@mcp-accelerator/middleware-resilience
v1.0.0
Published
Resilience middleware (circuit breaker, timeout, retry) for MCP Accelerator
Maintainers
Readme
@mcp-accelerator/middleware-resilience
Resilience patterns (circuit breaker, timeout, retry, bulkhead) for MCP Accelerator.
Installation
npm install @mcp-accelerator/core @mcp-accelerator/middleware-resilienceFeatures
- ✅ Circuit Breaker - Prevent cascading failures
- ✅ Timeout - Automatic request cancellation
- ✅ Retry - Exponential backoff retry logic
- ✅ Bulkhead - Limit concurrent executions
Quick Start
import { MCPServer } from '@mcp-accelerator/core';
import {
createCircuitBreakerMiddleware,
createTimeoutMiddleware,
createRetryMiddleware,
createBulkheadMiddleware,
} from '@mcp-accelerator/middleware-resilience';
const server = new MCPServer({ name: 'resilient-server', version: '1.0.0' });
// Add resilience layers
server.registerMiddleware(createTimeoutMiddleware({ timeout: 30000 }));
server.registerMiddleware(createCircuitBreakerMiddleware({ failureThreshold: 5 }));
server.registerMiddleware(createRetryMiddleware({ maxAttempts: 3 }));
server.registerMiddleware(createBulkheadMiddleware({ maxConcurrent: 10 }));
await server.start();Circuit Breaker
Stops requests when error rate is too high to prevent cascading failures.
Usage
server.registerMiddleware(createCircuitBreakerMiddleware({
failureThreshold: 5, // Open after 5 failures
successThreshold: 3, // Close after 3 successes in half-open
timeout: 60000, // Try half-open after 1 minute
onOpen: () => console.log('Circuit opened!'),
onClose: () => console.log('Circuit closed!'),
}));States
- Closed: Normal operation
- Open: All requests immediately fail (after threshold)
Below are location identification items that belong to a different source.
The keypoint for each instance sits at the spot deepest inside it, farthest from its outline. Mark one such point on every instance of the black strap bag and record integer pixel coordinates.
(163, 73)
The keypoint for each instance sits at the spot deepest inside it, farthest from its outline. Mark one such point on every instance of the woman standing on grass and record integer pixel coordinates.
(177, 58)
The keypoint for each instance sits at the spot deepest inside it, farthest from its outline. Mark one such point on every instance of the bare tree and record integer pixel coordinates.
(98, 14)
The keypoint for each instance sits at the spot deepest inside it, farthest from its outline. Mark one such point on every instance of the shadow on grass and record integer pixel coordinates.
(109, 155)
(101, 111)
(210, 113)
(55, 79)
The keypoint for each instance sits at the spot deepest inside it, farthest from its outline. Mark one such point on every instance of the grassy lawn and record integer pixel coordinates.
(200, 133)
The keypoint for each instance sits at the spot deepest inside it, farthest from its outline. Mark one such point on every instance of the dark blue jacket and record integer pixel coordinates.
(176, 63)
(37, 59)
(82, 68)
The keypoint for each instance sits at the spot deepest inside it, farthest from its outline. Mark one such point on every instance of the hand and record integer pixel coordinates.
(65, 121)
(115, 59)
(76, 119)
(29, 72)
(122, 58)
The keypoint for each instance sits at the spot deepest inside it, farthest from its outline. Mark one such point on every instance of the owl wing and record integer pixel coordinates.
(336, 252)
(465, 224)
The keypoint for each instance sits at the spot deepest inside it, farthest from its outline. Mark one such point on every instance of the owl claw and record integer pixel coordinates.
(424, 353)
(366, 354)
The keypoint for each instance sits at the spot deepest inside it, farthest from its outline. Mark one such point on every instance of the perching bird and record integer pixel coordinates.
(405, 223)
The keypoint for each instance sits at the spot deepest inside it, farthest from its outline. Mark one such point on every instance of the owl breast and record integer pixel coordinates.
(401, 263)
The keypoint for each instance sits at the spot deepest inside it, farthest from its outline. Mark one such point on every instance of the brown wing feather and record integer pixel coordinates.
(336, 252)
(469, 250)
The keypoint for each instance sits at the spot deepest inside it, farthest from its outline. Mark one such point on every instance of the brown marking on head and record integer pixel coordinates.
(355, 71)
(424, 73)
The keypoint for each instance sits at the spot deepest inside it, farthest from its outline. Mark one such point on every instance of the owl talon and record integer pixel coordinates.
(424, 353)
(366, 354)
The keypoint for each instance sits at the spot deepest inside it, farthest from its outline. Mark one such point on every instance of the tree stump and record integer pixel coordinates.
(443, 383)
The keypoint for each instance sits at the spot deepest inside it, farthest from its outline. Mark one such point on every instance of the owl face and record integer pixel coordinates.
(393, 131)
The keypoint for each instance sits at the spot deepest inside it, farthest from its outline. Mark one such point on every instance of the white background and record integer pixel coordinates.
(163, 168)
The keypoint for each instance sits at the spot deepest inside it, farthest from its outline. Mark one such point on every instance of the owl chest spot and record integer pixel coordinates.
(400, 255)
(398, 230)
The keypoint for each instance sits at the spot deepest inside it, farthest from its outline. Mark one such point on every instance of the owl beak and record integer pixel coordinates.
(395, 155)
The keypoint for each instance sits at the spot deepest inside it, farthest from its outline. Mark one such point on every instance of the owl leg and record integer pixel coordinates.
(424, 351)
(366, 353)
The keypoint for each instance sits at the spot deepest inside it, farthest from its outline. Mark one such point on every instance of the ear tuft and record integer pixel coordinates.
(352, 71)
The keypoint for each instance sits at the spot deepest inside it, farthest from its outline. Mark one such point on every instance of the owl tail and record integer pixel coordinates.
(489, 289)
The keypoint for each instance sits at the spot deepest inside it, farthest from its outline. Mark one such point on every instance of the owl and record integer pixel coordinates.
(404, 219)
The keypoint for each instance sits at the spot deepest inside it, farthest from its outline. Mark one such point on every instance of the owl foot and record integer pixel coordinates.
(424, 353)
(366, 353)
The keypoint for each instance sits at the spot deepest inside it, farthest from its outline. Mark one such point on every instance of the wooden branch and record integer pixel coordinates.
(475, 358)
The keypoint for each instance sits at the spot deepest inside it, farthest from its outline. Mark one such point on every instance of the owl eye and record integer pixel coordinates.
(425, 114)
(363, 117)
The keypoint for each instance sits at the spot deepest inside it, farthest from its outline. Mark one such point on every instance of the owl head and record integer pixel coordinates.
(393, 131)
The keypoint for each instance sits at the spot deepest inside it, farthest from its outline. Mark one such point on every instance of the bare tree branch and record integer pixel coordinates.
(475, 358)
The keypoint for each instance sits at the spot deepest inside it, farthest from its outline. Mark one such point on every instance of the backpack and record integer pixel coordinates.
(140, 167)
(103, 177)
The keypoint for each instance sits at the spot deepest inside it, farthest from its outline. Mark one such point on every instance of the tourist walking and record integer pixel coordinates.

- Half-Open: Test with limited requests (after timeout)
Example
// Service with circuit breaker
server.registerMiddleware(createCircuitBreakerMiddleware({
failureThreshold: 5,
timeout: 60000,
}));
// After 5 consecutive failures:
// ❌ Error: Circuit breaker is open. Retry after 60s
// After timeout, circuit goes to half-open
// ✓ Next 3 successful requests close the circuitTimeout
Automatically cancels requests that take too long.
Usage
server.registerMiddleware(createTimeoutMiddleware({
timeout: 30000, // 30 seconds default
toolTimeouts: {
'expensive-operation': 120000, // 2 minutes for specific tools
'quick-check': 5000, // 5 seconds for fast tools
}
}));Per-Tool Timeouts
server.registerMiddleware(createTimeoutMiddleware({
timeout: 30000,
toolTimeouts: {
'generate-report': 300000, // 5 minutes
'send-email': 10000, // 10 seconds
}
}));Retry
Automatically retries failed requests with exponential backoff.
Usage
server.registerMiddleware(createRetryMiddleware({
maxAttempts: 3, // Try 3 times total
initialDelay: 1000, // Start with 1s delay
maxDelay: 30000, // Cap at 30s
backoffMultiplier: 2, // Double each time (1s, 2s, 4s, ...)
retryIf: (error) => {
// Only retry on specific errors
return error.code === 'ECONNRESET' || error.code === 'ETIMEDOUT';
},
onRetry: (attempt, error) => {
console.log(`Retry attempt ${attempt}:`, error.message);
},
}));Retry Strategy
Attempt 1: Immediate
Attempt 2: Wait 1s
Attempt 3: Wait 2s
Attempt 4: Wait 4s
...
Max delay: 30sConditional Retry
server.registerMiddleware(createRetryMiddleware({
maxAttempts: 5,
retryIf: (error) => {
// Retry on network errors
if (error.code === 'ECONNRESET') return true;
if (error.code === 'ETIMEDOUT') return true;
// Don't retry on validation errors
if (error.message.includes('Invalid')) return false;
// Don't retry on auth errors
if (error.message.includes('Unauthorized')) return false;
return false;
},
}));Bulkhead
Limits concurrent executions to prevent resource exhaustion.
Usage
server.registerMiddleware(createBulkheadMiddleware({
maxConcurrent: 10, // Max 10 concurrent requests
maxQueue: 100, // Queue up to 100 waiting requests
rejectOnQueueFull: true, // Reject when queue is full
queueTimeout: 5000, // Timeout for queued requests
}));How It Works
[Request 1] ──> [Processing] ──> [Complete]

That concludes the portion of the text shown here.